By Elliot O·May 2, 2026·2 min read
There’s a Reason the Smartest People I Know Are Watching Reality TV

Reported by Vogue.

The smartest people I know are quietly obsessed with reality TV. Not ironically. Not as a guilty pleasure wrapped in self-aware commentary. They're genuinely, unapologetically invested in the lives unfolding across Bravo franchises, dating shows, and celebrity docuseries—and they're right to be.

Reality television has a reputation problem. Critics dismiss it as vapid spectacle engineered for cheap thrills: overwrought drama, petty feuds, rock-bottom moments set to manipulative music. But this framing misses what these shows actually are: extended anthropological studies of real humans navigating power, desire, betrayal, and reinvention over months or years. When you watch someone's life unfold across a decade—every argument, reconciliation, financial decision, and romantic collapse—you're not consuming junk. You're observing the human condition in real time, unfiltered and uncomfortably honest.
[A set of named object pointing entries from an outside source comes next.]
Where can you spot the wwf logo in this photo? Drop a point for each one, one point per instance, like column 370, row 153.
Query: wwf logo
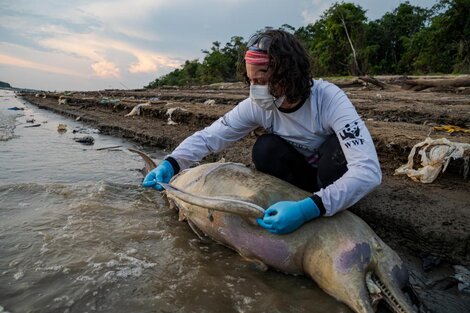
column 351, row 135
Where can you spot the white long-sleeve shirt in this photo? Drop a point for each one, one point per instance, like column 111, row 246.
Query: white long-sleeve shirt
column 327, row 111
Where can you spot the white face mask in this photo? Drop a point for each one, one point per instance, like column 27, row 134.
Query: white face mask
column 260, row 95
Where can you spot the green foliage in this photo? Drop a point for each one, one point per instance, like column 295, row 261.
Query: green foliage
column 408, row 40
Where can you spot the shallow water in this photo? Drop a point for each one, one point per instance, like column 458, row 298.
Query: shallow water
column 79, row 234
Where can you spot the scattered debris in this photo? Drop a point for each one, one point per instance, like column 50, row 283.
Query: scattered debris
column 85, row 130
column 137, row 109
column 435, row 157
column 106, row 100
column 209, row 102
column 169, row 112
column 106, row 148
column 462, row 274
column 452, row 129
column 86, row 140
column 430, row 262
column 62, row 128
column 62, row 100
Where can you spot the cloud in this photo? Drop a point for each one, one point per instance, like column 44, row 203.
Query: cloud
column 19, row 62
column 105, row 69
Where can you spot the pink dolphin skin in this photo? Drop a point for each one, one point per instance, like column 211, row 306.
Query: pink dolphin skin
column 342, row 254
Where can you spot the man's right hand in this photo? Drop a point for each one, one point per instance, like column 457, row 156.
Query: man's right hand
column 161, row 174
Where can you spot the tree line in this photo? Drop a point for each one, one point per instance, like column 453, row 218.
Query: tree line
column 408, row 40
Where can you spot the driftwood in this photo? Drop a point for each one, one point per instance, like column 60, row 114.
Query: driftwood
column 361, row 81
column 373, row 81
column 421, row 84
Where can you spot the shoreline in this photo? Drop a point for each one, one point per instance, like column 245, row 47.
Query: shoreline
column 428, row 219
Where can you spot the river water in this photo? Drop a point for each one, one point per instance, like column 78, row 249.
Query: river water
column 79, row 234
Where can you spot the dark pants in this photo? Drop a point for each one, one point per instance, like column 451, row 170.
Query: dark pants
column 275, row 156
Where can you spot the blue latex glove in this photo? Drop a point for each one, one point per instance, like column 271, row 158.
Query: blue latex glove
column 162, row 173
column 286, row 216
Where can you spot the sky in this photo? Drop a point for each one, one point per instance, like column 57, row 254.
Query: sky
column 125, row 44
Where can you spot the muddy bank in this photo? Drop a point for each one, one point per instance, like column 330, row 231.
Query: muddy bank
column 428, row 219
column 428, row 223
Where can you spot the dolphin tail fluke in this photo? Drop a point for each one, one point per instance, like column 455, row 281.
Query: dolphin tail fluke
column 388, row 281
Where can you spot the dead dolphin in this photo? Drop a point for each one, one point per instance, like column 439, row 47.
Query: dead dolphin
column 342, row 254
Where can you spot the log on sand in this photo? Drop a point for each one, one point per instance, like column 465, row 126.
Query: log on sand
column 421, row 84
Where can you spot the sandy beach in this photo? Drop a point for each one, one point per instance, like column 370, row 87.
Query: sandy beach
column 425, row 221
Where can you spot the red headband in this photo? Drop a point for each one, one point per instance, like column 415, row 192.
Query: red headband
column 256, row 57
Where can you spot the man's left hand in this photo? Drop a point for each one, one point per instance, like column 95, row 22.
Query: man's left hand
column 286, row 216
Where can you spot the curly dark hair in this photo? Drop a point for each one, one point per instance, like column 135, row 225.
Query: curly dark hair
column 290, row 64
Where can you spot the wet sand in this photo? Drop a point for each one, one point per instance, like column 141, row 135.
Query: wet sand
column 424, row 222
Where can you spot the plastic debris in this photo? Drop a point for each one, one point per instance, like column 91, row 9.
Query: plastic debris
column 62, row 128
column 209, row 102
column 106, row 100
column 62, row 100
column 169, row 112
column 462, row 274
column 436, row 155
column 137, row 109
column 86, row 140
column 452, row 129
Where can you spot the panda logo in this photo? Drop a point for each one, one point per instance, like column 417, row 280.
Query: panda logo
column 350, row 131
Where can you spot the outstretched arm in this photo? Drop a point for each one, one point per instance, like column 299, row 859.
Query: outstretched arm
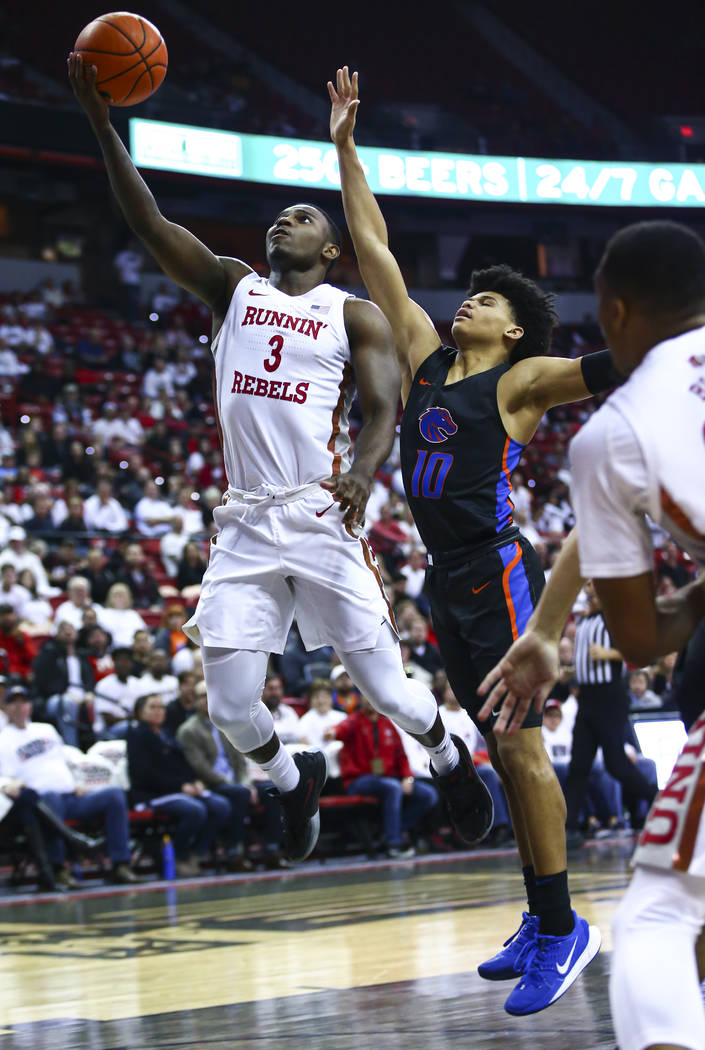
column 180, row 254
column 537, row 383
column 377, row 380
column 530, row 668
column 414, row 334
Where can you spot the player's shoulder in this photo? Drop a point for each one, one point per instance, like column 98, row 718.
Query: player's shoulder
column 606, row 429
column 361, row 316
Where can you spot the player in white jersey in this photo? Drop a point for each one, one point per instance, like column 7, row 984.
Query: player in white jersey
column 286, row 351
column 642, row 454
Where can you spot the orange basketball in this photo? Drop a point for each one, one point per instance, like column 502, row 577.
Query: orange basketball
column 129, row 55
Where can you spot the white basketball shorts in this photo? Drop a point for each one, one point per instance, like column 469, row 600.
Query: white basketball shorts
column 272, row 561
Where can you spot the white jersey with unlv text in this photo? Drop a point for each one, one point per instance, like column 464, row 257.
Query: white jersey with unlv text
column 643, row 453
column 284, row 385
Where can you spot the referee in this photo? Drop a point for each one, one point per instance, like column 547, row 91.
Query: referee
column 603, row 712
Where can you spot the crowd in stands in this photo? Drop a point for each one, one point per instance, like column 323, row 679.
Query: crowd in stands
column 109, row 471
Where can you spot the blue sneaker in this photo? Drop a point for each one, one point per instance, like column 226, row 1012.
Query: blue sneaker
column 552, row 966
column 509, row 963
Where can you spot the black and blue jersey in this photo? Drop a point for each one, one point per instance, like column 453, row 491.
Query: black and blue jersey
column 456, row 456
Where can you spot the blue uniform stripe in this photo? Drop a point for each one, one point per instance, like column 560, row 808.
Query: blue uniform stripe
column 503, row 506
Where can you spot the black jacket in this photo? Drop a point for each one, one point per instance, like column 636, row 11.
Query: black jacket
column 157, row 764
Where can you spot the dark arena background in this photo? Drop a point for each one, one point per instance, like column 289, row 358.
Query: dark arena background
column 492, row 132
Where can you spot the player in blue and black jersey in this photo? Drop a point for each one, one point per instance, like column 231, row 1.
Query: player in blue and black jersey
column 469, row 412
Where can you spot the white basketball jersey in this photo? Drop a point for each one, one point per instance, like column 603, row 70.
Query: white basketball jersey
column 284, row 385
column 664, row 403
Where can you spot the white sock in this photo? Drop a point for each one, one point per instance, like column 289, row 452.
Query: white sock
column 444, row 756
column 283, row 771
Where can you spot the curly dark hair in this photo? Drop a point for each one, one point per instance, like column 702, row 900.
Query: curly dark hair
column 532, row 309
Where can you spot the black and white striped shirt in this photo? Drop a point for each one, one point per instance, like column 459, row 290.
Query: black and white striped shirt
column 593, row 672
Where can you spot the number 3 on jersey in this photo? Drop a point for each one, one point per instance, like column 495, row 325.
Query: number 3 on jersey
column 430, row 474
column 273, row 361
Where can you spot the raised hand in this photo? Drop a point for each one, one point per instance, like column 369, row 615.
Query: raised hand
column 344, row 105
column 82, row 79
column 522, row 677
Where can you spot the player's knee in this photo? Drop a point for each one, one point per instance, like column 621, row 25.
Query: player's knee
column 521, row 761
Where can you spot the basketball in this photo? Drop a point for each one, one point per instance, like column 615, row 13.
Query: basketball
column 129, row 55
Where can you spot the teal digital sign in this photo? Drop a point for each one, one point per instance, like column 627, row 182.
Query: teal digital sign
column 518, row 180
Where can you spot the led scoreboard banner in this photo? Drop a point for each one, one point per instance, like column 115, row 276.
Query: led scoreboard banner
column 295, row 162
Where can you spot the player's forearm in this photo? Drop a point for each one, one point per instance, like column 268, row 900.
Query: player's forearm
column 363, row 215
column 374, row 443
column 131, row 192
column 559, row 594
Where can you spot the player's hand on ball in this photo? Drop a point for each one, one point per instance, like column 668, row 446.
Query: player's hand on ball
column 524, row 675
column 344, row 105
column 352, row 492
column 82, row 79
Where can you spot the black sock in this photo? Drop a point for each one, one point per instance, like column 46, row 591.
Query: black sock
column 553, row 904
column 530, row 883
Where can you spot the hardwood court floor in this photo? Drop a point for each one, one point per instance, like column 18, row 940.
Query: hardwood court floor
column 364, row 956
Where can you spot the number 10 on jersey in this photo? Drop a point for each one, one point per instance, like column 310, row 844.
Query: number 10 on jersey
column 430, row 474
Consider what happens on these shows that simply doesn't happen elsewhere on television. Reddit threads overflow with viewers dissecting gaslighting tactics from dating shows like Love Island and Married at First Sight, spotting the same manipulation patterns in their own relationships. The Real Housewives of Rhode Island dedicates airtime to financial literacy—women advising each other on asset protection, demanding their creative contributions be legally recognized. The Rachel Zoe Project captured Kate Hudson quietly singing "Silver Springs" in a black cab during fashion week: a tender, absurd, utterly real moment. These conversations and scenes exist nowhere else on our screens.

The Gender Problem

That disdain for reality TV tracks closely with disdain for "chick flicks" and rom-coms—formats dominated by women and gay men. Women's emotional lives, their friendships, their navigation of status and power: these have always been coded as frivolous. But if not for Real Housewives, we'd rarely see women in their 50s—their fears, ambitions, frustrations—portrayed with such unflinching detail. Dismissing these shows as dumb says more about what society deems worthy than about the shows themselves.

The best reality television achieves something rare: it makes space for weirdness, tenderness, and absurdity to coexist. Luann de Lesseps describing a jail bologna sandwich as "almost like a dead fish hanging out of my mouth" before pivoting to a successful cabaret career. Lisa Barlow crying barefoot on a boat under aquamarine sky. Tiffany Pollard's unironic poetry on Big Brother. These moments—strange, vulnerable, ridiculous—are everything.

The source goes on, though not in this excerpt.